Did you know that between 2008-2015, only 2% of all Autism-focused health research was about adults over the age of 18?

This is a critical gap in our pursuit of health equity.

Our team—led by an Autistic Founding Director and partnered with a number of Autist-scholars and Autist-educators—is increasingly concerned with the lack of Autistic-led gender and sexual health research. Indeed, being excluded and ignored has dire consequences for Autistic health and wellbeing!

Gender and sexual health, specifically, are key mechanisms through which Autists experience erasure, discrimination, and violence. Emerging research suggests that transgender and gender expansive (TGE) people are 3-6x more likely to be Autistic than cisgender people, and Autistic people are 3-5x more likely to be LGBQA+ (lesbian, gay, bisexual, queer, asexual, sexually-expansive) than the “general population”. Despite this, Autism is nearly always excluded from sexual health education curricula and training, including comprehensive K-12 models.

At the same time, despite Autists being more likely to experience intimate partner and sexual violence, only seven states provide sexual health services within their home-based disability health programs. Parents of Autistic youth often report that they believe their children should not be given any information about gender, sexuality, or relationships; and/or report lacking the necessary education and training to handle these conversations.

So, what are we going to do about it?

  • To address both the gap in the science of engaging Autists and the critical health equity concern of GSH, this study will integrate Autistic lived experience leadership into the ADAPT-ITT model.

    The Assessment, Decision, Adaptation, Production, Topical experts-integration, Training, and Testing (ADAPT-ITT) model is said to “directly involve members of [a] new target population, key stakeholders, and agency staff from the initial phase to the last phase” of an eight-phase process guiding the creation of culturally-responsible, methodologically rigorous, scientifically sound health prevention and early intervention (PEI) programming.

    It has been used extensively in HIV/STI PEI efforts, preliminarily for dating violence and sexual assault PEI programming, and, in a few emergent studies, with Autistic youth and/or LGBTQ+ populations. As such, it holds promise for use in this study.

    Critically, integrating lived experience leadership into the ADAPT-ITT model is novel: a recent systematic review found that only 18% of studies using ADAPT-ITT for trauma-related PEI included community shared decision-making across all phases, and it is unclear if any supported the full project/programmatic control of people with lived experience.

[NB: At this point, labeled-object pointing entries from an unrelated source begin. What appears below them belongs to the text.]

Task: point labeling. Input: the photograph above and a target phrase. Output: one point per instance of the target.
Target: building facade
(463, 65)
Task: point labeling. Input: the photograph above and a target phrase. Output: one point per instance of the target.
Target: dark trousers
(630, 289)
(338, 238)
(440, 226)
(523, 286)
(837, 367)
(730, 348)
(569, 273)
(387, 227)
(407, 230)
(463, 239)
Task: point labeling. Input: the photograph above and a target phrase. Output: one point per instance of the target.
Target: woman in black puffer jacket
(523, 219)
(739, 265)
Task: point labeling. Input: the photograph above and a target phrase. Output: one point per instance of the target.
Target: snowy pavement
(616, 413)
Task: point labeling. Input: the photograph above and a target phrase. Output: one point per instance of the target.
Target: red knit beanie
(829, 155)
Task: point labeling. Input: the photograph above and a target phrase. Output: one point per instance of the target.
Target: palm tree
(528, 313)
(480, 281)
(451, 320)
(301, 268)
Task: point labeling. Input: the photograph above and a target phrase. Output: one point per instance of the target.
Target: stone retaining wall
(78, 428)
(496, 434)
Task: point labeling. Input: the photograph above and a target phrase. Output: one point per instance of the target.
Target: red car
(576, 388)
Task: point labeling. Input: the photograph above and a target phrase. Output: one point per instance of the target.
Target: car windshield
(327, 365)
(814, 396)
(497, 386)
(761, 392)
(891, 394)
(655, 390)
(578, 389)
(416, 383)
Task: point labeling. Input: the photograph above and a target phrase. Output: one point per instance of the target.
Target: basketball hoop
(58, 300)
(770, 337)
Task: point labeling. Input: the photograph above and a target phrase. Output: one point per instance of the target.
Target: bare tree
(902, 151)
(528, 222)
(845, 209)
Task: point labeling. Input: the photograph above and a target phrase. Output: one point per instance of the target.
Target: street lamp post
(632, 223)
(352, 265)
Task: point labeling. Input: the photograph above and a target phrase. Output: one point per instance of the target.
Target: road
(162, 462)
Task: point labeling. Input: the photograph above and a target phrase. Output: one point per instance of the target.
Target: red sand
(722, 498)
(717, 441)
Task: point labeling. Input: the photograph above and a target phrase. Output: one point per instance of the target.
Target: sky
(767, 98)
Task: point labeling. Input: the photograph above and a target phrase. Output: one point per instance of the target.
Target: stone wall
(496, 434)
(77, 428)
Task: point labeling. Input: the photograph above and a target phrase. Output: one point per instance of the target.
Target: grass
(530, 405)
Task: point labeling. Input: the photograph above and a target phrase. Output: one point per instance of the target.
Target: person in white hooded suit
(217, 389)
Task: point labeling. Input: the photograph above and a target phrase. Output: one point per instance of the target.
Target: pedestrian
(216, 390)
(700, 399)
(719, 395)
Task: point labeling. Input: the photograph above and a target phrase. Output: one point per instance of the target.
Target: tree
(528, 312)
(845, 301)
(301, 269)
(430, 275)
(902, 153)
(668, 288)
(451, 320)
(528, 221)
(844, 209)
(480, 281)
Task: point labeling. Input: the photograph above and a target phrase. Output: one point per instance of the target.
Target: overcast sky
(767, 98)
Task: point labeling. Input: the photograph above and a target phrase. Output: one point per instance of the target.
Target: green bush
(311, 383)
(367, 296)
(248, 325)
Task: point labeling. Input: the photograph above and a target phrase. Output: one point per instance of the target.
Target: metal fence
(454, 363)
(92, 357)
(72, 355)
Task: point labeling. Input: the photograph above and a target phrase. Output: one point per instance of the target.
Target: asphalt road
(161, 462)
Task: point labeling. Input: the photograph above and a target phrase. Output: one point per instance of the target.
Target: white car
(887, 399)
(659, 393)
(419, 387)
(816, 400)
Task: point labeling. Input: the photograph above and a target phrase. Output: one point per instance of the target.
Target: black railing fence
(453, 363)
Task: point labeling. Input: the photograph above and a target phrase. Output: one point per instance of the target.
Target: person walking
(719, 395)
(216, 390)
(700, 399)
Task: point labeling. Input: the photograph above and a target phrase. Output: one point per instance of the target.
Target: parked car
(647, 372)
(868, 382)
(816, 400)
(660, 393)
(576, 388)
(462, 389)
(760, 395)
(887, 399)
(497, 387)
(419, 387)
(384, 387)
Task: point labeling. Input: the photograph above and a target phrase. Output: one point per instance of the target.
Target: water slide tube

  • To co-develop a GSH PEI (the pilot project). The Research Team (PI, Research Manager, Engagement Coordinator, Graduate Student Research Assistant, and Study Team Expert Consultants) will convene a group of 12 PPs in a Community Engagement Studio.

    Across the first 30 months of the project, we will work together to co-develop the gender and sexual health PEI program. Given the social determinants impacting Autists’ health, we will prioritize the recruitment and participation of community members who are BIPOC, 2SLGBTQIA+, elders, c/s/x (consumers/survivors/ex-patients), intellectually disabled, and/or non-speaking.

    During the ADAPT-ITT process, these 12 Autists will determine the size, scope, and primary data collection necessary to effectively adapt a GSH PEI program; as such, specific details on the pilot project’s study population/sample are not yet known. The image below outlines the key methods typically employed for ADAPT-ITT projects. Additional documentation on appropriateness and efficacy of Community Engagement Studios and ADAPT-ITT methodologies can be provided upon request.

  • We will work with together to pilot the program and then produce a report, toolkit, or similar guidance for translation and dissemination on the framework and logistical steps for conducting lived experience-led ADAPT-ITT projects.

    The last stage of the ADAPT-ITT process is to pilot gender and sexual health PEI program for Autists, measure its impacts, and produce a dissemination report for vested and new partners (Autists, families/caregivers, health care providers, GSH researchers, community advocates, etc.).

    During the pilot phase, in addition to measuring the PEI’s impact on gender and sexual health in the short-term, we will also be assessing the robustness, usability, acceptability, and efficacy of engagement methods and approaches (e.g. the impact of the lived experience leadership ADAPT-ITT hybrid methodology).

    While not the focus of this particular project, we imagine our resulting PEI could be referenced educationally and/or implemented in certain settings as-is by those community members and partners; and, if successful, we plan to test the PEI program in a future pragmatic randomized control effectiveness trial.

“PP” stands for “Patient Partner” - this graphic comes specifically from an under review PCORI project, which requires the use of this terminology. Note that we understand patient partners as community members and expert consultants in our work, regardless of this language choice!